I think you are misunderstanding. I’m trying to consolidate it down, to make the list smaller. I don’t want to end up with the same person having 15 different entries on the same date, all saying, “Alpha/Beta.” The problem is that I dumbed down the example for my illustration; in reality each person might have up to 10 different things on a given date, and all I care about is whether they have any or zero in the first nine categories, and whether they have the last (tenth) category.
ya, do the rename like I said in something like stata and then just write “duplicates drop” it should be a two or three command process.
Oh I see – multiple alpha’s and betas and gammas per person. You need to use SAS or stata – it’ll take just a minute. Feel free to email me the dataset if that’s easiest.
I can’t visualize it without seeing the Excel file. If you don’t get an answer, email me a small chunk of the file. I have some time to kill, and I am certain that I could get a set of steps figured out.
A small script in R would do the trick, too. Scientists should all move towards command line statistical programming and away from the awful Excel spreadsheet.
Sounds like the find/replace method would work too, as long as your data tables aren’t too long.
I’d be happy to write something for you as well, if you want to send the file.
Well, it looks like you have plenty of help on this one, but if for some reason the help falls through I’m available.
Like your other friends, I’d be happy to help– if you like, send me the file and describe what you want from it.
Oh, of course I will promise to keep your data confidential.
You could do something very simple in ruby using split.
line.each do |row|
puts row.split(“==”)[0]
puts row.split(“==”)[1]
puts row.split(“==”)[2]
end
Basically it just iterates through the text you posted. It makes each line an array. It ignores the last element in the array which is a color.
If you want to do this in MS office, well I always find setting up macro’s in excel as being far more complicated. I just prefer to keep data sets in csv’s so I can easily manipulate them in ruby.
you could use an array formula on a separate column to transfer the data over for each item in the original column. Based on your list, it looks like you would only have to write three different formulas. Once the formula is written you can just eliminate the blank cells in the sorted list.
Export the data to Access. Then you can use either use Access’ Pivot Table, or using Excel, query the Access database and Pivot the data in Excel.
What version of Excel are you using? If it’s 2003, upgrading to 2007 or 2010 will increases the row count from 64k to just over one million.
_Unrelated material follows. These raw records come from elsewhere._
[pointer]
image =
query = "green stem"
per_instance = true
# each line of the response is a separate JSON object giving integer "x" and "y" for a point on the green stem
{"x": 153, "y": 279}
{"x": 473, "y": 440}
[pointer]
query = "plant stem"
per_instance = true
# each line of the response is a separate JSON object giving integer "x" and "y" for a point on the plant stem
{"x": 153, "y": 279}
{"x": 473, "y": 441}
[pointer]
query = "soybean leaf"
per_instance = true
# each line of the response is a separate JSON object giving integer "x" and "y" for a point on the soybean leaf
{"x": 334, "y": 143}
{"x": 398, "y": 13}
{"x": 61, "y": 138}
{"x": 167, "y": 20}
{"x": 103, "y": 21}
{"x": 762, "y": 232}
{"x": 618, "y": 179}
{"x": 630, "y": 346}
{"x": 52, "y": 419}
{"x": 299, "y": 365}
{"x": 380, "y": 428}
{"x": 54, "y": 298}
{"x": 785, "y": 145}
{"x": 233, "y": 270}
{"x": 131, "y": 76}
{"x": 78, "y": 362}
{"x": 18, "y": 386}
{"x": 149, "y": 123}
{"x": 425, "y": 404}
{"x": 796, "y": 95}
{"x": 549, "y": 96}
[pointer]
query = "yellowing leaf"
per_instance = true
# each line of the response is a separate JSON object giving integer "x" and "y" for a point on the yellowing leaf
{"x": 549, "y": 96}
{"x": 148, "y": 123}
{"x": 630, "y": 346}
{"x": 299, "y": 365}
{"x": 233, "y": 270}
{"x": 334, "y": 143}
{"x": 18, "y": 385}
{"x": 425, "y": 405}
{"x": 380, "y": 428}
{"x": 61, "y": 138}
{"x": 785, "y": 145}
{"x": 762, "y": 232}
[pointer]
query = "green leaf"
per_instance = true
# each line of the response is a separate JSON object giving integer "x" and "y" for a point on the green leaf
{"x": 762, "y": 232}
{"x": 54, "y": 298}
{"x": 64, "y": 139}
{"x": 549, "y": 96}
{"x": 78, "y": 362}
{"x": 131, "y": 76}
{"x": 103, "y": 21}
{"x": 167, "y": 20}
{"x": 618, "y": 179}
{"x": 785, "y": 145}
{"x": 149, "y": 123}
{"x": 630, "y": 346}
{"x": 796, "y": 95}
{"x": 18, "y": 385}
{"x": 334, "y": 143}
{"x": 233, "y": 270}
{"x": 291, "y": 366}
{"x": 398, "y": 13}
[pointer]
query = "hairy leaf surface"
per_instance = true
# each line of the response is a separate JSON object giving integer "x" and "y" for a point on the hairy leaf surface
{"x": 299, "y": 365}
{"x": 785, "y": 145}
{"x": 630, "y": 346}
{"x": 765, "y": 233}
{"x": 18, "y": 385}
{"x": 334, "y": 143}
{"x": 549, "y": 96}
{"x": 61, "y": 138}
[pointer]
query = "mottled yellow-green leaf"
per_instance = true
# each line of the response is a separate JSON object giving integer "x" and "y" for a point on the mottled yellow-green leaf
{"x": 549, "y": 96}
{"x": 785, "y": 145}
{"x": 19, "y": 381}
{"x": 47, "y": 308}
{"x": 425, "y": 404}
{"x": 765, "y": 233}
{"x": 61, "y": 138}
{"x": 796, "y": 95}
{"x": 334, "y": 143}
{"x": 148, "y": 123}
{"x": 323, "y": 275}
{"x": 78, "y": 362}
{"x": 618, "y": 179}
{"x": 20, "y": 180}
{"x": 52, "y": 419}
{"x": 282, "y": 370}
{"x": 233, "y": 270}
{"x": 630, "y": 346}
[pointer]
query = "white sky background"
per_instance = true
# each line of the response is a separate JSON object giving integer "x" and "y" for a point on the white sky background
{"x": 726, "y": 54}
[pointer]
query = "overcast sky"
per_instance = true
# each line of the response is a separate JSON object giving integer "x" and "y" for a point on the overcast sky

I say you should do this and then do that Then ask yourself why it is so different from everyone else’s recommendation. Then consider everyone’s divergent recommendations together. Then think your task is as difficult as you thought it was because it’s not so straightforward that everyone will recommend the same thing. Then think to yourself that you should do a little bit of this, and a little bit of that, then figure it out, then thank everyone.
I think you should give it to the guy who said he would keep it confidential, as an afterthought.
What’s funniest about all of this, is I think it was manufactured just for the macro joke.
I did it, and without using a macro or a pivot table!
I saved my spreadsheet here (it’s named ConsolidatedData.xls):
http://tinyurl.com/4j937dl
I’ll check this out on the weekend when I’m back home. Thanks!